I would like to include an example dataset (of Twitter
tweets and metadata
) in an R
Package I'm writing.
I downloaded an example data.frame using the Twitter API
and saved it as .RData
(with the corresponding .R
data description file) in my package.
When I run R CMD
Check, I get the following NOTE,
* checking data for non-ASCII characters ... NOTE
Note: found 287 marked UTF-8 strings
I tried saving the data.frame
with ASCII=TRUE
, hoping this would fix the problem. But it persists. Any idea on how I can get R CMD
CHECK to run without notes?
(also, I would be open to removing all UTF-8
marked strings from the example data if that's the solution). Thank you!
example row from data.frame:
First time in SF (@ San Francisco International Airport (SFO) - @flysfo in San Francisco, CA) https://t.co/1245xqxtwesr
favorited favoriteCount replyToSN created truncated replyToSID id replyToUID
1 FALSE 0 <NA> 2015-03-13 23:30:35 FALSE <NA> 576525795927179264 <NA>
statusSource screenName retweetCount isRetweet retweeted
1 <a href="http://foursquare.com" rel="nofollow">Foursquare</a> my_name93 0 FALSE FALSE
longitude latitude
1 -122.38100052 37.61865062
In case it's useful to anyone in the future, the resolution I found is this:
The UTF-8 marked characters were in the dataset because Twitter tweets sometimes include emoji's.

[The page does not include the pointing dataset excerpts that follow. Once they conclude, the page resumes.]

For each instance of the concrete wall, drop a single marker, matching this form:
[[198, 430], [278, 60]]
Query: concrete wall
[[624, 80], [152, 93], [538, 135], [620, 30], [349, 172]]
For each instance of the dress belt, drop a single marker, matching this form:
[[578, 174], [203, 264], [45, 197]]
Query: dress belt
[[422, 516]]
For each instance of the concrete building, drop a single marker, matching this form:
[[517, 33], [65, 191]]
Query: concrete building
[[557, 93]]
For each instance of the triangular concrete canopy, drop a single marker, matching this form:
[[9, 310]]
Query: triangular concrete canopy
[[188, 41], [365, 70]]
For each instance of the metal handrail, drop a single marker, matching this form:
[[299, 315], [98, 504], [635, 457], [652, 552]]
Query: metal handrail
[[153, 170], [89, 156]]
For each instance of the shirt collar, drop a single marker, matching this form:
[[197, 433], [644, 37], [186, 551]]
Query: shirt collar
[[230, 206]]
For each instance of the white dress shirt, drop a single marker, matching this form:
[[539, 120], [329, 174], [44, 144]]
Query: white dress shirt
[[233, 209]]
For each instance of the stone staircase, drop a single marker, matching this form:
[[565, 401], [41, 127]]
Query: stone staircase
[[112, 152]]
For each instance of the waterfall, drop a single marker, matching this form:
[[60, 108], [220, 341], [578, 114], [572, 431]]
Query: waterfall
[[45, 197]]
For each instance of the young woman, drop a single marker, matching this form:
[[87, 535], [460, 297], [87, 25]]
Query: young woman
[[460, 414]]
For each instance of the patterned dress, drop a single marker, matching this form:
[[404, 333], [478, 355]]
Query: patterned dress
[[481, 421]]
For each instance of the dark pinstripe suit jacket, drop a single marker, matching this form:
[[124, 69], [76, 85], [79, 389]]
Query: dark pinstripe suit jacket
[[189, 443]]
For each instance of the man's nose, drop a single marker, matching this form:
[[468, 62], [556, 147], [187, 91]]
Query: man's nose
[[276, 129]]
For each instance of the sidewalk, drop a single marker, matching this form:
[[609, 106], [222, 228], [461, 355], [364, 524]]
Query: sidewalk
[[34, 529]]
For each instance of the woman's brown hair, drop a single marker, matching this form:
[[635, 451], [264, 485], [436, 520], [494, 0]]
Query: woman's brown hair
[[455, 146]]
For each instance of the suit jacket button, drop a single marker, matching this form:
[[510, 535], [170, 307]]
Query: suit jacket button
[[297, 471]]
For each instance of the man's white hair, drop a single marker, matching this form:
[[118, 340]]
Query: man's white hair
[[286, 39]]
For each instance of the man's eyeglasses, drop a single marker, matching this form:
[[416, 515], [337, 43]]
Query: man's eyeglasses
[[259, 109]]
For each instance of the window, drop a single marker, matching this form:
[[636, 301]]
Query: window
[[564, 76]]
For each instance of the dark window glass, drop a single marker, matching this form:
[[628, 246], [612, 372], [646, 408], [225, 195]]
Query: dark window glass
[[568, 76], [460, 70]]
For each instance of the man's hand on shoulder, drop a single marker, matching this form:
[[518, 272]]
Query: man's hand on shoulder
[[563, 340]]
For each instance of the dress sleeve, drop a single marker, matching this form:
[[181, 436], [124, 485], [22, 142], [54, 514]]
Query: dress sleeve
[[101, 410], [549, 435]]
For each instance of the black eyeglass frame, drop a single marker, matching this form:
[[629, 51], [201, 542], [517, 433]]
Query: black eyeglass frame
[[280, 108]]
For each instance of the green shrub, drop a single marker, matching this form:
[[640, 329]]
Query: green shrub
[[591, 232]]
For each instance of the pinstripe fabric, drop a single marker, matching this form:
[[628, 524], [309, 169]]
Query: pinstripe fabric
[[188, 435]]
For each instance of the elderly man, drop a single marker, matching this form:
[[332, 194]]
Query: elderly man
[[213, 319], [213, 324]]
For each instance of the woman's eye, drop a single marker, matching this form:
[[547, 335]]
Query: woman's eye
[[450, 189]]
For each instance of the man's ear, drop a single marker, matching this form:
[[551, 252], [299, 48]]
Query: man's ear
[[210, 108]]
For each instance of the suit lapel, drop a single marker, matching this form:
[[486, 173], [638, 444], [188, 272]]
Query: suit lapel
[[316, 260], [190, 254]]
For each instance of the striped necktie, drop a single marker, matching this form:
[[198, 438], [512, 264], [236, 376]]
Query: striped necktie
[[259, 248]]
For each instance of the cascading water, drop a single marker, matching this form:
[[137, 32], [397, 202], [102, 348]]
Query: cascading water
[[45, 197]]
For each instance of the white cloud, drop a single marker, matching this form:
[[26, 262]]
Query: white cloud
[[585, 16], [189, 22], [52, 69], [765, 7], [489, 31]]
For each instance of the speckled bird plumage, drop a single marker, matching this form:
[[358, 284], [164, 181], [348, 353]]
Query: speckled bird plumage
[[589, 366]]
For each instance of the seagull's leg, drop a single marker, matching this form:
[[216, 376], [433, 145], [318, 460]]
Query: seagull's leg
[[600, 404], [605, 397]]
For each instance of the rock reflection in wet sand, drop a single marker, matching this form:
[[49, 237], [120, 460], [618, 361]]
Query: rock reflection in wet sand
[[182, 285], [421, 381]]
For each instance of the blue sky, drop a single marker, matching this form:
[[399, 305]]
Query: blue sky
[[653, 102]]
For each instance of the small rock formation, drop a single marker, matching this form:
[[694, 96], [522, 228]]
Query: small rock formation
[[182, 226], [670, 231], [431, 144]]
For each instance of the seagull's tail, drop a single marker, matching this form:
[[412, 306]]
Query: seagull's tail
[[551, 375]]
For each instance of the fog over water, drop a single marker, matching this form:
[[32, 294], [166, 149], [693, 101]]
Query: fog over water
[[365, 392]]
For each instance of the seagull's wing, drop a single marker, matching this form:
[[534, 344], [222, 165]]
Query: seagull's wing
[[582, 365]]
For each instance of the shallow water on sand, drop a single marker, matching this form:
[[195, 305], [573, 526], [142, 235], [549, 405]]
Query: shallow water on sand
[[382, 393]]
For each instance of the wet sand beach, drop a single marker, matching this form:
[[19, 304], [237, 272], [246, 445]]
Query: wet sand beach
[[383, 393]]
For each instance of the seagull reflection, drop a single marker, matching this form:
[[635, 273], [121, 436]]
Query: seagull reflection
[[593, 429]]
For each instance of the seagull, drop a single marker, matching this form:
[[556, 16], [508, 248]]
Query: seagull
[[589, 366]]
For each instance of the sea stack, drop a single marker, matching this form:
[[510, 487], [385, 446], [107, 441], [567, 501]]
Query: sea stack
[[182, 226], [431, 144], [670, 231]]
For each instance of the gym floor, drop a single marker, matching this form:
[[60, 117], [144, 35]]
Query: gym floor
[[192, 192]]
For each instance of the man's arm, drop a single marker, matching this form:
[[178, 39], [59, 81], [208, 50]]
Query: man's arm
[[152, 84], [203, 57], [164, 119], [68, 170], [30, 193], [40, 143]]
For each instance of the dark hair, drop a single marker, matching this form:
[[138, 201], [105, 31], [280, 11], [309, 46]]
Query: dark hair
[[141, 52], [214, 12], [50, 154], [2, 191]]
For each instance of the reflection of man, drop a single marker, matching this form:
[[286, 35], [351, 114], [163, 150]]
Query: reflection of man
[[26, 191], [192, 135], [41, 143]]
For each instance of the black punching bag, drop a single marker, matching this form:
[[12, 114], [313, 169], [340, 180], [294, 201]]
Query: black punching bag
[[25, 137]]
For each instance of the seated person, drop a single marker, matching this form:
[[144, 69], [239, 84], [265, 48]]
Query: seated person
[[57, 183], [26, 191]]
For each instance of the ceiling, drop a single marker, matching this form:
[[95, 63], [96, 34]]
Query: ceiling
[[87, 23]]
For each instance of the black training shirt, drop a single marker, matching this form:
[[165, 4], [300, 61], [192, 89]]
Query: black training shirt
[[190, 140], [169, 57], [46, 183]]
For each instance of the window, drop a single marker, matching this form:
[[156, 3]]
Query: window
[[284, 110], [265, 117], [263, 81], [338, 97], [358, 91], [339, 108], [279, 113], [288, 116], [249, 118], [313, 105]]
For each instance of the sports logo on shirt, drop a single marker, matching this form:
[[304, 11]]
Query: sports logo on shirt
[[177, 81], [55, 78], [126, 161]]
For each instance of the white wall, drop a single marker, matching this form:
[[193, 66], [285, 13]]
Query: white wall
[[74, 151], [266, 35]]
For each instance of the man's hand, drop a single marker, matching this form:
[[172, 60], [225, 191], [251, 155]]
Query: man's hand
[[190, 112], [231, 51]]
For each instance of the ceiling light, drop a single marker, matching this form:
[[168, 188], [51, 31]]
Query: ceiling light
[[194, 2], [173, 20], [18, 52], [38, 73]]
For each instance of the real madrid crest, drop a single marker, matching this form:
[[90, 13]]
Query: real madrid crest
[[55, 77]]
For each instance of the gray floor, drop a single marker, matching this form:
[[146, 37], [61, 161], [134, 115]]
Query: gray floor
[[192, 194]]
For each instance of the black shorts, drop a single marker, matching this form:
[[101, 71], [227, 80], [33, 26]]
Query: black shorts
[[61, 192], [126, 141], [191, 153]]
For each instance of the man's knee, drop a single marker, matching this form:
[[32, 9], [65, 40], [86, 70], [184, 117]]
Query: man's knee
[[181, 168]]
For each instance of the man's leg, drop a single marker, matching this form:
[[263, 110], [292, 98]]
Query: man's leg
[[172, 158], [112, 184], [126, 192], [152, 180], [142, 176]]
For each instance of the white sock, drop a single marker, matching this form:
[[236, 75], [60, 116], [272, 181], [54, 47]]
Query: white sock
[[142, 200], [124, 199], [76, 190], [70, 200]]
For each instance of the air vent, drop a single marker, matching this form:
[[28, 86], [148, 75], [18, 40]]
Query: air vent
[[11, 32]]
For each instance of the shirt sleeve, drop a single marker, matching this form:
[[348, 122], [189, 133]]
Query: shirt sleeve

The advice I was given is that there isn't a straightforward way to get rid of the NOTE in the PACKAGE CMD CHECK without just removing all of the UTF-8 marked strings.
To do this, I used the command:
nonUTF <- iconv(df$TroubleVector, from="UTF-8", to="ASCII")
on the vector that had emoji's, etc. This command returned NA if the value had UTF-8 marked strings. I used this to subset the dataset - now I get a clean build.